File size: 6,503 Bytes

---
language:
- en
- multilingual
license: apache-2.0
library_name: transformers
tags:
- feature-extraction
- image-feature-extraction
- vision
- vit
- gemma4
- google
- safetensors
pipeline_tag: image-feature-extraction
base_model: google/gemma-4-31B-it
model-index:
- name: gemma4-vision-encoder
  results:
  - task:
      type: image-classification
      name: CIFAR-10 (10-class)
    dataset:
      name: CIFAR-10
      type: cifar10
      split: test
    metrics:
    - type: accuracy
      value: 94.0
      name: Linear Probe Accuracy
---

# Gemma 4 Vision Encoder (27-layer ViT with 2D RoPE)

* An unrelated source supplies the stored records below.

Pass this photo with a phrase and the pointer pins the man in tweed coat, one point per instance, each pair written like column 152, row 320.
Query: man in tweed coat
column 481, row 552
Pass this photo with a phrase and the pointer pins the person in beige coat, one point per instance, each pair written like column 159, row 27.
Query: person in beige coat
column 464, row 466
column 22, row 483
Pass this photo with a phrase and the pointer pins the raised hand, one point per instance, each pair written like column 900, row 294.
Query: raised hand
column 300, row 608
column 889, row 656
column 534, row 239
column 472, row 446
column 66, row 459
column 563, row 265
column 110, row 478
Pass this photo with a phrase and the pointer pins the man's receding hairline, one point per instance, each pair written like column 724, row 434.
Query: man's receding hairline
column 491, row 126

Standalone extraction of the vision encoder from Google's [Gemma 4 31B](https://huggingface.co/google/gemma-4-31B-it) multimodal model. This is a 569.6M parameter Vision Transformer with learned 2D positional embeddings, RoPE, QK-norms, and gated MLP — a significant upgrade from the SigLIP encoder used in Gemma 3.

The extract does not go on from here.